Toplumun belli bazı çevreleri, bu ideolojik ve siyasal olguyu, gerçek
adı ile Neofaşizm olarak tanımlayıp adlandırmaktan kaçınmaktadır.
Bunun yerine, radikal sağ , aşırı sağ gibi kavramlarla tanımlayıp
adlandırmaktadır. Gerçi, bu kavramlar da, Neofaşizm kavramını
içermektedirler. Ama, Neofaşizme karşı başarılı savaşım verilebilmesi
için, bu ideolojik ve
siyasal kavram üzerine bize yeterli açıklama getirmemekte, Neofaşizmin
özünü açıkça ortaya koymamaktadırlar. Bu nedenle, bu ideolojik ve
siyasal olguyu, kendi gerçek
adı ile Neofaşizm olarak tanımlayıp adlandırmak zorunludur.
Neofaşizme karşı savaşmak isteyen herkes, genel olarak bazı önemli
noktalara dikkat etmeli ve onları daima göz önünde bulundurmalıdır:
·
Neofaşizm, tüm toplum ve devlet için ideolojik ve siyasal bir sorundur.

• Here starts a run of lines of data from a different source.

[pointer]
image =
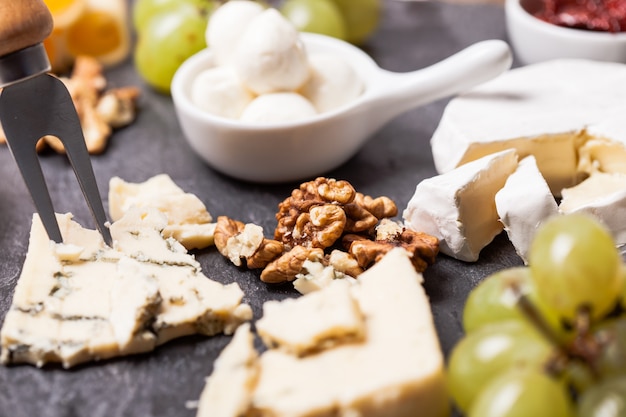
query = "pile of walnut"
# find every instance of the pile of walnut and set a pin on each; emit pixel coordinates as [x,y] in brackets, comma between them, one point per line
[99,109]
[318,217]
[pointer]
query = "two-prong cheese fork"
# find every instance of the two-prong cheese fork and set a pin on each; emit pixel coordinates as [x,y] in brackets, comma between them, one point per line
[34,104]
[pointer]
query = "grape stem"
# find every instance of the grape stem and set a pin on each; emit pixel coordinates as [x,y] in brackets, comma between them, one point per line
[532,313]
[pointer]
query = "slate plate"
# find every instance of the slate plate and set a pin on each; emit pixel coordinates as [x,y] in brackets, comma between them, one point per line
[412,35]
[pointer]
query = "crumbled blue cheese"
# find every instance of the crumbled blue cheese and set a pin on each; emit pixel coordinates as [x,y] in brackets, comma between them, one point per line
[81,300]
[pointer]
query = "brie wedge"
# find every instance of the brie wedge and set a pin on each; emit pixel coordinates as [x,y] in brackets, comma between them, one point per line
[603,196]
[549,110]
[188,219]
[459,208]
[81,300]
[396,369]
[523,204]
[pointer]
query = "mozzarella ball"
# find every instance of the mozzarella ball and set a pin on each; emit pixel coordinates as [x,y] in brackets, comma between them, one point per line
[278,108]
[226,25]
[219,92]
[270,56]
[333,83]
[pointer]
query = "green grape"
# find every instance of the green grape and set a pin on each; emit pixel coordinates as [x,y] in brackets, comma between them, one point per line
[143,10]
[170,37]
[611,336]
[495,299]
[484,353]
[361,17]
[605,399]
[575,264]
[523,394]
[317,16]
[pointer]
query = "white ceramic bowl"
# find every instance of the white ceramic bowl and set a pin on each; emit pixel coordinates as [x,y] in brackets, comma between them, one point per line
[534,40]
[298,150]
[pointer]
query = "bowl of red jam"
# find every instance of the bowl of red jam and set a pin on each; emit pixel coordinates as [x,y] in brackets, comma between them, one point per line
[541,30]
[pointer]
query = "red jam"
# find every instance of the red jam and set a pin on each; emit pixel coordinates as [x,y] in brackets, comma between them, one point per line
[597,15]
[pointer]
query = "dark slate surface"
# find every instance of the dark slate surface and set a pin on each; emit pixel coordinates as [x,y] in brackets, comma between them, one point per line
[412,35]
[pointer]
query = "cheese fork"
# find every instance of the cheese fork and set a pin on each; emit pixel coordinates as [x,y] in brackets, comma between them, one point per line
[34,104]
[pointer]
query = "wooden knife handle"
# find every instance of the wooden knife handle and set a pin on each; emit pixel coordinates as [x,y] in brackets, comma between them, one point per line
[23,23]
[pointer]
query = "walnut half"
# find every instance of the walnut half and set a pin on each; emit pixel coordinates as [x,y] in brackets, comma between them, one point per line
[422,248]
[238,241]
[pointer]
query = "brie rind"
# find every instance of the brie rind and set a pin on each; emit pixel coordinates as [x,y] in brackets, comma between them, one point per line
[458,207]
[603,196]
[548,110]
[523,204]
[107,302]
[396,370]
[188,219]
[287,324]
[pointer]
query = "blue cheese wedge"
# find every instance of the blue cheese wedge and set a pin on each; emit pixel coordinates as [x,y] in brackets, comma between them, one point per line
[459,208]
[338,319]
[524,204]
[396,369]
[549,110]
[188,219]
[81,300]
[228,391]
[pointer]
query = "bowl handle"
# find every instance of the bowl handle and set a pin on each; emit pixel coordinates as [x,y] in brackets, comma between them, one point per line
[397,93]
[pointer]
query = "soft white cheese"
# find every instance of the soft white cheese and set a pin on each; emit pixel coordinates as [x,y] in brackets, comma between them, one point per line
[270,56]
[523,204]
[218,91]
[115,301]
[225,27]
[188,219]
[337,320]
[603,196]
[459,208]
[397,369]
[333,82]
[228,391]
[548,110]
[278,108]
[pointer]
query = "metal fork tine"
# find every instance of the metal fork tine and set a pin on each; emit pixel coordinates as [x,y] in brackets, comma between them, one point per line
[29,166]
[53,113]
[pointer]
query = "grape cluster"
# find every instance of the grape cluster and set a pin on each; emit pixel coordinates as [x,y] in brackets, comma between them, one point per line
[170,31]
[350,20]
[548,339]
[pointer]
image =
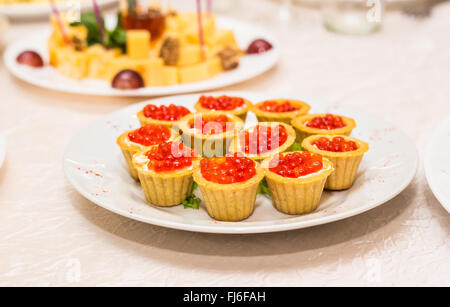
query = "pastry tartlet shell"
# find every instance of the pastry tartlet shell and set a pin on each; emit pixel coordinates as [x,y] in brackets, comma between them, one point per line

O, asla, en çok etkilediği bazı toplumsal grupların sorunu ve işi olarak
görülmemeli, düşünülmemelidir. Neofaşizme karşı savaşım, tüm toplum ve
devlet tarafından verilmelidir.
·
İdeolojik ve siyasal bir olgu olarak, neofaşizme karşı savaşım,
toplumdaki tüm demokratik siyasal partilerin öncülüğünde
yürütülmelidir. Neofaşizme karşı savaşımın yürütülmesinin ve
başarısının sorumluluğunu, onlar taşımaktadır.
Bununla beraber, sermaye sınıfının siyasal partileri, tüm olarak ve
daima, neofaşizme karşı savaşımda kararlı değildiler, değildirler.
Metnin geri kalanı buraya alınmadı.